The State Duma in the second and third readings adopted a bill according to which the status of an employee of the internal affairs bodies will no longer be considered an aggravating circumstance in sentencing. The relevant information is published on the website of the lower house of parliament.
The adopted bill proposes to recognize as invalid paragraph «o» of Article 63 of the Criminal Code — «Commission of an intentional crime by an employee of the internal affairs body.» This will entail a change in judicial practice: crimes committed by representatives of internal affairs bodies will be assessed in the same way as crimes committed by ordinary citizens. As a result, the security forces will be able to impose less severe punishments for crimes than was previously accepted.
Item «o» was introduced into Article 63 of the Criminal Code in 2010. According to the authors of the bill, it contributes to «discrimination against employees of internal affairs bodies in comparison with employees of other state structures classified as law enforcement agencies.»

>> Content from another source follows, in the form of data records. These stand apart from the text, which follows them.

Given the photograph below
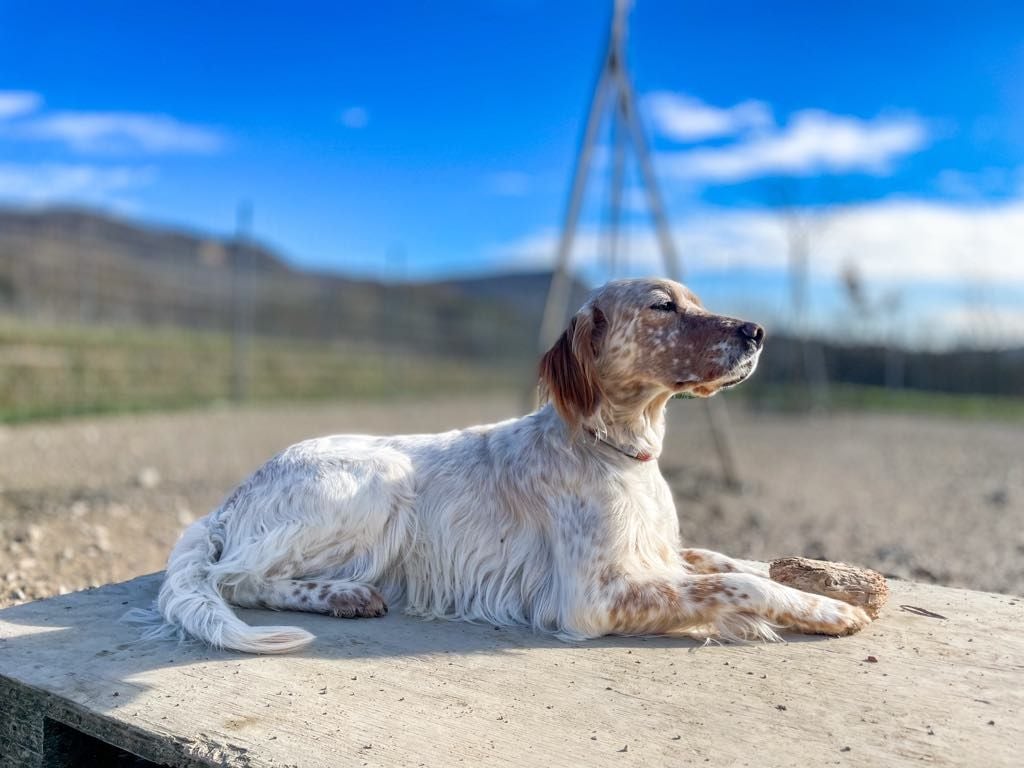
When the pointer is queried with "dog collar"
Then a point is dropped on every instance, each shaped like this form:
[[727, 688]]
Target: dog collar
[[640, 456]]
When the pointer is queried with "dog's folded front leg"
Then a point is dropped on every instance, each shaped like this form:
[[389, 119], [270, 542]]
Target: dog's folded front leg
[[734, 605], [707, 561]]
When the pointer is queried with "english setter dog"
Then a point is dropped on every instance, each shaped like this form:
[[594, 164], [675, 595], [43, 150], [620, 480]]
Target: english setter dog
[[559, 520]]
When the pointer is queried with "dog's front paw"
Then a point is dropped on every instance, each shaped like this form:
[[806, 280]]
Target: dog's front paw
[[828, 616]]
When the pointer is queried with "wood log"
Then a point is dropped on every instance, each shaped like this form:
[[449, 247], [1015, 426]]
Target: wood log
[[847, 583]]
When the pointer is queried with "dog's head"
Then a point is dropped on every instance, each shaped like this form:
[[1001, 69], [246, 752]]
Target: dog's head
[[637, 340]]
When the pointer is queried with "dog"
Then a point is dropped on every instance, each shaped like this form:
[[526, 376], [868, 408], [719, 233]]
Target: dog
[[559, 520]]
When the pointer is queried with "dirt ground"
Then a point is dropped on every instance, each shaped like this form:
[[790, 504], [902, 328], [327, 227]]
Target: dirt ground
[[92, 501]]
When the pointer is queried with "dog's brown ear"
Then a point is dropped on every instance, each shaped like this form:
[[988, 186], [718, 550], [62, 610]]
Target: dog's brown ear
[[568, 376]]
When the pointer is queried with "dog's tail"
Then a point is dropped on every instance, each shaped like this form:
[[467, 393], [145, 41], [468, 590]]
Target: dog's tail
[[190, 603]]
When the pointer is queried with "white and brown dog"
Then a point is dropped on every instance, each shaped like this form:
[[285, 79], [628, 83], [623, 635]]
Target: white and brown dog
[[559, 520]]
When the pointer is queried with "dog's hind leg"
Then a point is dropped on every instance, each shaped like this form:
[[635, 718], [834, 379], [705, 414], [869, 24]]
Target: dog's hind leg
[[342, 598]]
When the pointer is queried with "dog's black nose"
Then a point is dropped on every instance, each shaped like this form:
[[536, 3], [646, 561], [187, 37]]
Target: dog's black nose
[[754, 332]]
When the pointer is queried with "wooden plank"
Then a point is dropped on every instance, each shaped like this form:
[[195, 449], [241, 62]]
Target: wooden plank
[[401, 691]]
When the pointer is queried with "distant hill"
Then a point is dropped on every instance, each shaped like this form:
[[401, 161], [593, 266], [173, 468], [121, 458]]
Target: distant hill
[[527, 291], [85, 266]]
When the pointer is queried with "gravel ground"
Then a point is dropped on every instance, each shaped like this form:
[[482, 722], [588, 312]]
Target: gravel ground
[[92, 501]]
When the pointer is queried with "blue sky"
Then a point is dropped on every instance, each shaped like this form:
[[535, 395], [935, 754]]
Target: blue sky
[[891, 133]]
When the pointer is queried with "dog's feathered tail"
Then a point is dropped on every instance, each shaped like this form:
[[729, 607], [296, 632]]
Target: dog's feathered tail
[[189, 603]]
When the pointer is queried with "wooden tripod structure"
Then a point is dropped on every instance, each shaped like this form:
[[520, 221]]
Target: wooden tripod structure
[[614, 87]]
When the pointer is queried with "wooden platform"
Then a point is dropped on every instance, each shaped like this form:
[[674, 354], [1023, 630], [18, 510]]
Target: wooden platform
[[913, 688]]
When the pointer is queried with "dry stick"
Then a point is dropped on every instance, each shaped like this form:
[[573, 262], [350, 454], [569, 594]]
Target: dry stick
[[837, 580]]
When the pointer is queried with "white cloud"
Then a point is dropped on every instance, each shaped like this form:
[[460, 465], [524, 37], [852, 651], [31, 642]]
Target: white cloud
[[355, 117], [110, 132], [813, 142], [889, 240], [44, 183], [684, 118], [998, 326], [509, 183], [16, 103]]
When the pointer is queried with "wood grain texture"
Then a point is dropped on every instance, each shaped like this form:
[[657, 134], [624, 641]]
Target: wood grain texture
[[400, 691]]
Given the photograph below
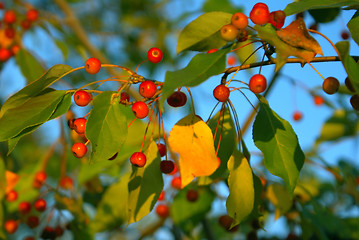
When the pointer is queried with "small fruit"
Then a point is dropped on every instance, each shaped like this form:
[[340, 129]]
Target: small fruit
[[221, 93], [82, 98], [92, 65], [125, 97], [318, 100], [258, 83], [177, 99], [11, 196], [192, 195], [162, 210], [66, 182], [138, 159], [33, 221], [24, 207], [239, 20], [5, 54], [140, 109], [229, 32], [10, 226], [349, 84], [330, 85], [176, 183], [297, 116], [259, 14], [167, 166], [147, 89], [32, 15], [40, 205], [80, 125], [162, 196], [9, 17], [154, 55], [277, 18], [79, 149], [354, 101], [162, 149]]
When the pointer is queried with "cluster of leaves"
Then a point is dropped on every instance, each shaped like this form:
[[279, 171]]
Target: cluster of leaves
[[131, 193]]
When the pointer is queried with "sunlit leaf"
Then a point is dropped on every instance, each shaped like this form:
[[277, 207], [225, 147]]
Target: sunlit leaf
[[192, 139], [279, 196], [145, 186], [240, 201], [279, 144], [202, 34], [106, 127]]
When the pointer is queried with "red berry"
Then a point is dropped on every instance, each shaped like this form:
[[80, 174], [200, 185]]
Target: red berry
[[258, 83], [318, 100], [24, 207], [79, 149], [82, 98], [162, 196], [138, 159], [154, 55], [80, 125], [32, 15], [192, 195], [330, 85], [11, 196], [147, 89], [176, 183], [212, 50], [259, 14], [277, 18], [177, 99], [5, 54], [162, 210], [239, 20], [140, 109], [297, 116], [162, 149], [92, 65], [40, 205], [10, 226], [167, 166], [33, 221], [10, 32], [229, 32], [9, 17], [125, 97], [40, 178], [221, 93], [25, 24], [66, 182]]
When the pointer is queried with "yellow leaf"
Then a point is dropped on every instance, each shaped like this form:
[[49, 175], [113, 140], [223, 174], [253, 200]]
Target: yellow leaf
[[11, 180], [192, 139]]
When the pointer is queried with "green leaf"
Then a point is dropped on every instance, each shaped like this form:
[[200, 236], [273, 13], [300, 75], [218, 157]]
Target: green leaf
[[30, 68], [353, 26], [35, 111], [202, 34], [145, 186], [36, 87], [188, 215], [106, 127], [279, 144], [303, 5], [349, 63], [240, 201], [199, 69], [112, 209], [279, 196]]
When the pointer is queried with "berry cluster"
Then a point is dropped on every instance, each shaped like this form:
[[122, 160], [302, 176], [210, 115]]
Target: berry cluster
[[12, 27]]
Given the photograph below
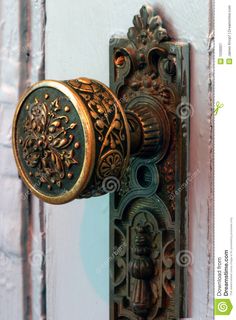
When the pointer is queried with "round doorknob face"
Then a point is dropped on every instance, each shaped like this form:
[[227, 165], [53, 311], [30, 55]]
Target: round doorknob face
[[68, 137]]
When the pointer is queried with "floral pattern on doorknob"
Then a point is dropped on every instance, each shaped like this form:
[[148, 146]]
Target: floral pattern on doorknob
[[47, 141]]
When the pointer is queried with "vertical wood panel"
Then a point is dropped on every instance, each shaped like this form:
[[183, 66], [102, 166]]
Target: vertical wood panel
[[21, 61]]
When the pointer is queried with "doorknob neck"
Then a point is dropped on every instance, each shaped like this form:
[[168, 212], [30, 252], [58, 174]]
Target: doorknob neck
[[71, 136]]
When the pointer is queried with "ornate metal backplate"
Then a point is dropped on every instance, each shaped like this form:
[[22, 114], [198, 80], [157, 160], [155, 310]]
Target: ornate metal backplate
[[149, 212]]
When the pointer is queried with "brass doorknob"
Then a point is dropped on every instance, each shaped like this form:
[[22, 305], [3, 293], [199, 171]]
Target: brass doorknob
[[70, 136]]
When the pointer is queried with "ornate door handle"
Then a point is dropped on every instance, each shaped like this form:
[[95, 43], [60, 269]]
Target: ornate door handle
[[77, 138], [72, 138]]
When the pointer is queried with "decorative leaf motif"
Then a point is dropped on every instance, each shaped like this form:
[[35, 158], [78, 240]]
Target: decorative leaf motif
[[46, 142], [147, 28]]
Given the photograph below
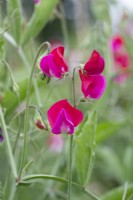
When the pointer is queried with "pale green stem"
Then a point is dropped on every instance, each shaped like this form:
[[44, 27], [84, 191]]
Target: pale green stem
[[9, 149], [71, 142], [26, 180], [27, 105], [70, 168]]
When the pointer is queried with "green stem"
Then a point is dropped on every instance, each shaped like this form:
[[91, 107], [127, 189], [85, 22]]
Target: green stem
[[9, 149], [71, 142], [70, 169], [27, 105], [73, 87], [26, 180]]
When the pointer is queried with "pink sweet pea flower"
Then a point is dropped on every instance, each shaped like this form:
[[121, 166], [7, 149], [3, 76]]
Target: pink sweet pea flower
[[121, 59], [54, 65], [93, 84], [63, 118], [55, 143], [117, 43], [1, 136], [36, 1], [95, 65]]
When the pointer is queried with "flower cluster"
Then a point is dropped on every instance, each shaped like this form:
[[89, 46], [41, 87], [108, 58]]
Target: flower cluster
[[62, 117], [121, 58], [93, 83]]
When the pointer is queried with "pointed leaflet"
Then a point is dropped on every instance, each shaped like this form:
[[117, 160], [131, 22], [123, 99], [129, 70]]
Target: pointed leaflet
[[39, 19], [15, 17], [85, 148]]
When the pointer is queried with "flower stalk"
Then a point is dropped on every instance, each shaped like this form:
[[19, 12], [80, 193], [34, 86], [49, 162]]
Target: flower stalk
[[8, 145]]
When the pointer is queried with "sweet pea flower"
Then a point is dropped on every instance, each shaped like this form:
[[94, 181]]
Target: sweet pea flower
[[63, 118], [54, 64], [36, 1], [117, 43], [1, 135], [120, 55], [93, 83], [55, 143], [95, 65], [121, 59]]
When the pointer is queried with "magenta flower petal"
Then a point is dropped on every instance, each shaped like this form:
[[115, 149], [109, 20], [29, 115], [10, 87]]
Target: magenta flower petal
[[59, 59], [36, 1], [54, 65], [92, 86], [1, 136], [44, 65], [117, 43], [95, 65], [63, 117]]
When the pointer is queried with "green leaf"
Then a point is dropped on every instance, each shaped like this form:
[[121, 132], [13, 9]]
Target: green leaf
[[15, 17], [116, 194], [85, 148], [39, 19], [10, 107], [105, 129]]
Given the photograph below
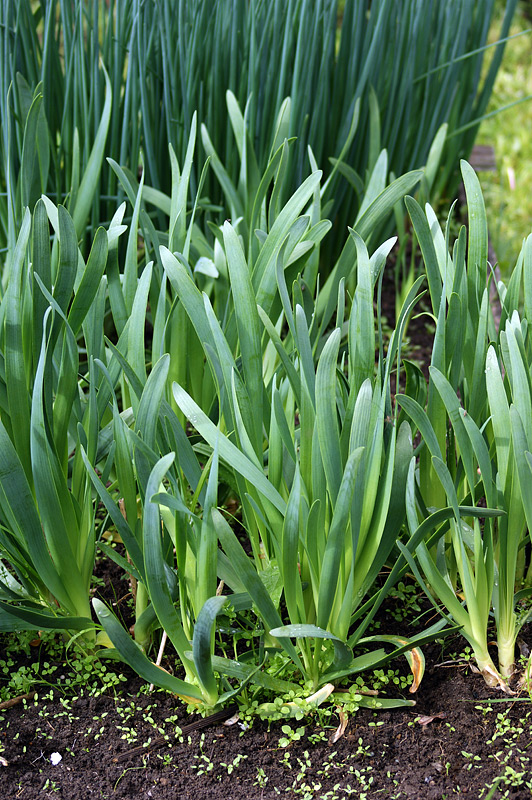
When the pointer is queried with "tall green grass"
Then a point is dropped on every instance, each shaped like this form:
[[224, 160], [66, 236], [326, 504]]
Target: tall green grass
[[166, 60]]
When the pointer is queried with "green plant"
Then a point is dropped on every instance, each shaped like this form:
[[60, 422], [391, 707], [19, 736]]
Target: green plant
[[165, 60], [483, 453], [51, 332]]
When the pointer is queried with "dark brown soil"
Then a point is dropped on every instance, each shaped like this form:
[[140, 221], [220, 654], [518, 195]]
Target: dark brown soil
[[463, 751], [450, 744]]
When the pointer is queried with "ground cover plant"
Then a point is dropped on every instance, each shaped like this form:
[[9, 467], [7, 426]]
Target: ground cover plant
[[219, 473]]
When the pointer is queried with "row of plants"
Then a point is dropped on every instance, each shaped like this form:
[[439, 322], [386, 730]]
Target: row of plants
[[345, 79], [277, 400], [219, 394]]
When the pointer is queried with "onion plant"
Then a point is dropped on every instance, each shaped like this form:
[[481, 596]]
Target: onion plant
[[474, 450], [50, 334]]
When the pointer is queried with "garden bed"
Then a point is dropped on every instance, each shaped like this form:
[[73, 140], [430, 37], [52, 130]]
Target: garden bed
[[459, 739]]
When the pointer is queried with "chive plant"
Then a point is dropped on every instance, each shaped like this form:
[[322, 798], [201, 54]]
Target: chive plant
[[300, 64]]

“In addition to the Ministry of Internal Affairs, law and order in Russia is also provided by employees of the courts, the prosecutor’s office, the FSB, the FSO, the National Guard, the Federal Penitentiary Service, the military police, customs, etc. The offender’s belonging to these structures is not an aggravating circumstance, which is clearly unfair,” the text said. explanatory note. At the same time, in 2011, the Constitutional Court ruled that this norm of the Criminal Code does not in any way violate the principle of equality of all before the law.
As Petr Khromov, senior lawyer at the Team Against Torture, noted, the real purpose of the bill is to create preferences for security officials . “As our organization noted earlier, even now police officers are often given suspended sentences. If the bill is adopted, then, in conjunction with other initiatives, it will obviously affect the number of sentences with real imprisonment for employees of the Ministry of Internal Affairs,” he told Advokatskaya Street.
The bill itself was submitted to the State Duma in October 2022 . It was adopted in the first reading on February 28, 2023.